Quando il podcast diventa benessere narrativo
C’è un segnale interessante nel modo in cui parliamo di cibo. Non sempre cerchiamo la “prestazione” dello chef o la classifica del locale. Sempre più spesso vogliamo storie che aiutino a rimettere ordine nei ricordi, nelle abitudini e perfino nel rapporto emotivo con l’alimentazione. In questo senso il video podcast Madeleine, la cucina ricorda, uscito da poco, vale come caso di studio: non tanto per l’effetto novità, quanto per ciò che racconta sul momento che sta vivendo il podcasting.
Il progetto è prodotto da Podstar, società fondata da Ester Memeo ed è il primo video podcast di HQF Studio, la media company nata dall’esperienza di High Quality Food (attiva dal 2005). L’idea, raccontata nel comunicato, è chiara: partire da un sapore per arrivare alla “memoria involontaria” di Proust. Invece di un curriculum in formato intervista, ogni episodio lavora su un trigger sensoriale e costruisce una conversazione più intima: il gesto, l’identità, la cucina come biografia.
La prima stagione conta 10 episodi e mette attorno al tavolo Enrico Bartolini, Cristina Bowerman, Anthony Genovese, Isabella Potì e Angelo Troiani, guidati dall’autrice e conduttrice Elisa del Mese.

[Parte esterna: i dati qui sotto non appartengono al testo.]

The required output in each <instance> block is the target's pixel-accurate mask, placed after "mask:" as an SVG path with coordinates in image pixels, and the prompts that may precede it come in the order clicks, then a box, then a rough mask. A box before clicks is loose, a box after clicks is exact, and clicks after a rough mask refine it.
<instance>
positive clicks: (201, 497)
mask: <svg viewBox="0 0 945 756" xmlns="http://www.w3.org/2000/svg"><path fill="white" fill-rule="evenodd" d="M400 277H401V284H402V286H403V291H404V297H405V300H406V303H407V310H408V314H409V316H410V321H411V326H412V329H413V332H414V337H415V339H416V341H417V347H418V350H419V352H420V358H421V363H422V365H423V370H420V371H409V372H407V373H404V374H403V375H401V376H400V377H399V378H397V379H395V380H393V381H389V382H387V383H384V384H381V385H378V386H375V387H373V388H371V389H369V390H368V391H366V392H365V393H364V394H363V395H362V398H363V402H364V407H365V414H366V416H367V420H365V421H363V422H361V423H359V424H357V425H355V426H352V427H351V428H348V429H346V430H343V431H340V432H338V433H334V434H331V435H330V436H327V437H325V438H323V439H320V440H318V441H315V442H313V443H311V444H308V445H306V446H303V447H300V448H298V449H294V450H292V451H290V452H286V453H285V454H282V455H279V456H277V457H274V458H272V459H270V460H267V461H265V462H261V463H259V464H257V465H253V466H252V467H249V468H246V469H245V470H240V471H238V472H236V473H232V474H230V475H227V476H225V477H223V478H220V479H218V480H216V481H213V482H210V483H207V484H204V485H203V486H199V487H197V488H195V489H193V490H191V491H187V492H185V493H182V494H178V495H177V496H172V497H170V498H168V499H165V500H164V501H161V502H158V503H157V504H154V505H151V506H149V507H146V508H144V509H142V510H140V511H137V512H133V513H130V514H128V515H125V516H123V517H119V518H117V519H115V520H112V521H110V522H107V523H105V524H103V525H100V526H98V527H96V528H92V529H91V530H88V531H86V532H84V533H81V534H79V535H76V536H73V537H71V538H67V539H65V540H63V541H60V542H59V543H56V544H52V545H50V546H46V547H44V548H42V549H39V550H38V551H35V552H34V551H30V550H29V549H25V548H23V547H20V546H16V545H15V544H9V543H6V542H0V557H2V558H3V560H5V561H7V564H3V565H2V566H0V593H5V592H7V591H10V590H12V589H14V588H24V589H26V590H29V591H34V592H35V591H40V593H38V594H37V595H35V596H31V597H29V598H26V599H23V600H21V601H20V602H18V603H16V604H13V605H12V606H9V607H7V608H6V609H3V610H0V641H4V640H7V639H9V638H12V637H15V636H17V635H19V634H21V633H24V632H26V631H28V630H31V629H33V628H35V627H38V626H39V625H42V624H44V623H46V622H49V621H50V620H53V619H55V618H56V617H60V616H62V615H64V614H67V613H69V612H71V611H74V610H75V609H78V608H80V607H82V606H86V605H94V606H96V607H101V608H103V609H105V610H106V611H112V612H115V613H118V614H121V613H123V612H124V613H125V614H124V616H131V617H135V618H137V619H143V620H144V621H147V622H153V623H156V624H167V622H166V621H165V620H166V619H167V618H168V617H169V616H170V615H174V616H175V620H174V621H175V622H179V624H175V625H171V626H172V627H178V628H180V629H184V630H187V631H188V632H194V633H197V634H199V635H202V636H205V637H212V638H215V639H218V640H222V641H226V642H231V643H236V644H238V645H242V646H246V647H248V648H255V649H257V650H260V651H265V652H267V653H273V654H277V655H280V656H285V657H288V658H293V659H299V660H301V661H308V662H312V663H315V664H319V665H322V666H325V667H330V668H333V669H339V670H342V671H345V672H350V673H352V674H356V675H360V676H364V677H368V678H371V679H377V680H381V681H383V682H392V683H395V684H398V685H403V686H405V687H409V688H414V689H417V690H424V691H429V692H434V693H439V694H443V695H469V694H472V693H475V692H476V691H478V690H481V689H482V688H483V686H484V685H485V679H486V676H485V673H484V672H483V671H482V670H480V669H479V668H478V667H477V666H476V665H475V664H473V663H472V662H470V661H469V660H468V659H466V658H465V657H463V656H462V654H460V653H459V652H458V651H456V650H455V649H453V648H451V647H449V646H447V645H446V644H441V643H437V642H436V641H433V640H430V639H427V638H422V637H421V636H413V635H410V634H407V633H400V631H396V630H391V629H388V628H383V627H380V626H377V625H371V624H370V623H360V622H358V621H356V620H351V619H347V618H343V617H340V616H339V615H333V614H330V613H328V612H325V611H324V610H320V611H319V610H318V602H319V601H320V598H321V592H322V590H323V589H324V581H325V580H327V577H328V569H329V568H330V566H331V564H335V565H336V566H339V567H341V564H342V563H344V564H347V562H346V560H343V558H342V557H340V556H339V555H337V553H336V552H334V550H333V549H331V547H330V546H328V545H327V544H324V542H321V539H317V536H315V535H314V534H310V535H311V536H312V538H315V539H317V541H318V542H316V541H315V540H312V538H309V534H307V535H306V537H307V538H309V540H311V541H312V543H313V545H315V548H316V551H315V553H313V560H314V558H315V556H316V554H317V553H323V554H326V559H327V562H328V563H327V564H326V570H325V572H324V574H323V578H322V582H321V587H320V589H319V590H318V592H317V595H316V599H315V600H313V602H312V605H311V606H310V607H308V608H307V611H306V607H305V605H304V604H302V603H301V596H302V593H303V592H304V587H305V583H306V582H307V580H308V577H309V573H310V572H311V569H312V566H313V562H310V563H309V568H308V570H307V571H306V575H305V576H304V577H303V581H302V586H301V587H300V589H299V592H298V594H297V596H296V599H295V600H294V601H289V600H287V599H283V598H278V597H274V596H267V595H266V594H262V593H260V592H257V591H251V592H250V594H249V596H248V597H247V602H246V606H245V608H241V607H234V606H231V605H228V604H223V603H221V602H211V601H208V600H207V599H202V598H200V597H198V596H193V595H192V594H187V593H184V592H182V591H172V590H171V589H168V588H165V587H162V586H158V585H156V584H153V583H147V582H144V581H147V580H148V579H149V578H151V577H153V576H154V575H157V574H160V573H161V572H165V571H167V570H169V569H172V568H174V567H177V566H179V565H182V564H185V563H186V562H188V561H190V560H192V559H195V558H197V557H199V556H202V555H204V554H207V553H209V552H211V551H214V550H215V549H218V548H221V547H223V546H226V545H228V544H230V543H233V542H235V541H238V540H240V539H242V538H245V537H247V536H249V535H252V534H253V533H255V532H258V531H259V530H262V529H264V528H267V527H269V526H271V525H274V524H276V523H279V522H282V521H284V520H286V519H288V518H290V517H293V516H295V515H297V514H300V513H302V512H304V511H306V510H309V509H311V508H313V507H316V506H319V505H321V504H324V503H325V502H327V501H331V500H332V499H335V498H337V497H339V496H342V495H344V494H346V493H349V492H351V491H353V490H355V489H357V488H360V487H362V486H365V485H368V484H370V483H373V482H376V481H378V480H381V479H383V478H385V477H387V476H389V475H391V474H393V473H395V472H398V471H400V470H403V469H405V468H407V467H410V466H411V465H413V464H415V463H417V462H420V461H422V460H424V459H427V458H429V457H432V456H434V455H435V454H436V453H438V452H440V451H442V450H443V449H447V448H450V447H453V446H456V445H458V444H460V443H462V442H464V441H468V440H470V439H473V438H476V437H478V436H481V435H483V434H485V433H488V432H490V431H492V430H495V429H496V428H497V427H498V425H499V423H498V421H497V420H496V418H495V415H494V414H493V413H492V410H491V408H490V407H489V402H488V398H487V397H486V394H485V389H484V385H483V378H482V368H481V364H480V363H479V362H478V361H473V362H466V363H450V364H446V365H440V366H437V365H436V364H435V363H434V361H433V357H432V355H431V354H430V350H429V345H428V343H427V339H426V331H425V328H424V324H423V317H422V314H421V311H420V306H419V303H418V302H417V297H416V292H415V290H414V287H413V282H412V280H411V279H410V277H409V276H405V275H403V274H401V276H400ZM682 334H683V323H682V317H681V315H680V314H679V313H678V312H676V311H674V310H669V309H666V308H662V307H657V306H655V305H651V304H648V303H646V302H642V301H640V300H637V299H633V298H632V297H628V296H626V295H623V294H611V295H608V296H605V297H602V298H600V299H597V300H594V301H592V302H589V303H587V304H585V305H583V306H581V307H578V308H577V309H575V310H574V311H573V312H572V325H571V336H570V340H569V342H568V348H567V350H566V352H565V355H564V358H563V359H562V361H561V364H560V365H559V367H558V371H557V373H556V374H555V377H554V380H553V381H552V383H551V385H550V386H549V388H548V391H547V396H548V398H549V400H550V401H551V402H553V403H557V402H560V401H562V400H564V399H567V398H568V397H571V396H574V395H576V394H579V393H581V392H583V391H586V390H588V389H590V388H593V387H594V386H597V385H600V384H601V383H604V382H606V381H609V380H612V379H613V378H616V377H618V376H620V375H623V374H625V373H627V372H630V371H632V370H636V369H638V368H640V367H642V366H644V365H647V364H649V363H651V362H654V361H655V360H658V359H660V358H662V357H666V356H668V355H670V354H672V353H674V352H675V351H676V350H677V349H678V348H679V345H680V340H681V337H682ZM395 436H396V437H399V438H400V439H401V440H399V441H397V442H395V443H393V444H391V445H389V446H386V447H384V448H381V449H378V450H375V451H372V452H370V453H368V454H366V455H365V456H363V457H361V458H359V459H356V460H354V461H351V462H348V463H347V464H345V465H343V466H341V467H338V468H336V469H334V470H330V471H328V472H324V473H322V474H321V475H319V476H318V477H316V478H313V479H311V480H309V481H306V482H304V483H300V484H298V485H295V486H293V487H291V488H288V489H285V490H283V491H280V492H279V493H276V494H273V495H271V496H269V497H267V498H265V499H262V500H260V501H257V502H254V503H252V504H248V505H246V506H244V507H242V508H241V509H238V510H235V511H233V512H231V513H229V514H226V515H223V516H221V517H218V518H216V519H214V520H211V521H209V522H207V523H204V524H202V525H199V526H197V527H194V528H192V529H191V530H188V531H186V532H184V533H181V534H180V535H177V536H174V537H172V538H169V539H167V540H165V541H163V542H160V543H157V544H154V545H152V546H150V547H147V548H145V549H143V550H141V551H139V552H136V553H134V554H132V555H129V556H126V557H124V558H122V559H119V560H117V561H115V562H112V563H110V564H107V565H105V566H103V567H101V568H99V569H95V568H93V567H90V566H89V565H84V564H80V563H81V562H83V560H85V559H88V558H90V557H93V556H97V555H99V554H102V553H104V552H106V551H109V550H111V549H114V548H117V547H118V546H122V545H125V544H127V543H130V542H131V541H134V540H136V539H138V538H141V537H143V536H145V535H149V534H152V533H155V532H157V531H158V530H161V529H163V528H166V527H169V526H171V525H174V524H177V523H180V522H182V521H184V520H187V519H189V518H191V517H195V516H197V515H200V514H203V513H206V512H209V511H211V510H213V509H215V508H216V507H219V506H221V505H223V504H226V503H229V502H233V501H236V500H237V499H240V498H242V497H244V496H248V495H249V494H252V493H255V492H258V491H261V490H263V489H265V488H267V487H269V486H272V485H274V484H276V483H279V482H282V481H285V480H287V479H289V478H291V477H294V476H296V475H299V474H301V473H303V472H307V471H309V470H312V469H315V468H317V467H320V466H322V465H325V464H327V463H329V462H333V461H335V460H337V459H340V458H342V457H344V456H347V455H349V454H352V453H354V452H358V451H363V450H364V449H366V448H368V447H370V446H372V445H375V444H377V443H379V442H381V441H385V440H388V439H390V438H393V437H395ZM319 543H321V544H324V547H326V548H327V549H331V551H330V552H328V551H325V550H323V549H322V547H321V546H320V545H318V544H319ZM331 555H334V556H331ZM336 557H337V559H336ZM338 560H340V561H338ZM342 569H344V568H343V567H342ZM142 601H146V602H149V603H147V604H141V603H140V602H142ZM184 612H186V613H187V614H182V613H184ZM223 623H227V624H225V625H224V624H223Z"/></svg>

Non si parla di diete, perché il format sposta il focus dalla performance al senso. Il cibo, raccontato così, diventa un territorio di consapevolezza: emozioni, origine delle preferenze, rituali che rassicurano, memoria familiare. È una forma di “slow content” che assomiglia alla buona cucina: meno fuochi d’artificio, più sostanza.
Per i brand è anche una scelta strategica. Nel comunicato si parla di contenuti “pensati per durare”, cioè asset editoriali di lungo periodo, non campagne usa e getta. «Raccontare la cucina significa raccontare le persone. Con Madeleine abbiamo scelto di ascoltare prima ancora di fare domande», spiega Ester Memeo, «Il podcast non è solo un formato, ma un luogo di racconto che richiede metodo, visione e responsabilità culturale».
È una dichiarazione che suona quasi come un manifesto: investire nel tempo, nel tono, nella cura.
Attenzione però a un presupposto facile: che “podcast” significhi automaticamente autenticità. Non basta cambiare formato per evitare il rischio di storytelling confezionato. Proprio per questo Madeleine è utile da osservare: perché prova a tenere insieme branded content e cultura editoriale, mettendo al centro la memoria, non il prodotto.
Disponibile dal 22 gennaio sulle principali piattaforme audio e video, racconta una tendenza: il podcast sta diventando uno spazio culturale dove anche la gastronomia può parlare di benessere, in modo indiretto ma potente.